The concept that a substantial fraction of the encoded proteins are intrinsically disordered (IDPs) or contain intrinsically disordered regions (IDRs), that are nevertheless fully functional, has revolutionized our understanding of protein science. This finding has directly challenged the classic view implying 'sequence determines structure determines function'. Since their discovery, IDPs and IDRs have been implicated in several cellular functions, being recognized and/or post-translationally modified by structured domains of interacting partners. Importantly, a number of pathologies have been linked to IDPs, demanding for a better understanding of the physical-chemical principles underlining their function.
Among IDPs, a particularly interesting role is played by Short Linear Motifs (SLiMs), consisting of short stretches of typically 3 to 12 amino acids that, despite their small size, mediate crucial interaction between protein partners often acting as regulators of entire pathways. SLiMs function has been associated with disease. For instance, both papilloma virus and SARS-CoV-2 hijack endogenous SLiMs to cause cervical cancer and facilitate lung infection, respectively.

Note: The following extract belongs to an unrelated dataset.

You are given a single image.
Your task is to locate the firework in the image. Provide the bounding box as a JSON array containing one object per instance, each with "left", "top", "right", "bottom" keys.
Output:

Another example of recognition afforded by the presence of an IDR is provided by nucleophosmin (NPM1). This protein is overexpressed and mutated in a number of cancers and used by several viruses, including HIV and HBV, to transport viral proteins to nucleoli. Mutations at the IDR compromise this function and have been described in solid cancers and dyskeratosis congenita.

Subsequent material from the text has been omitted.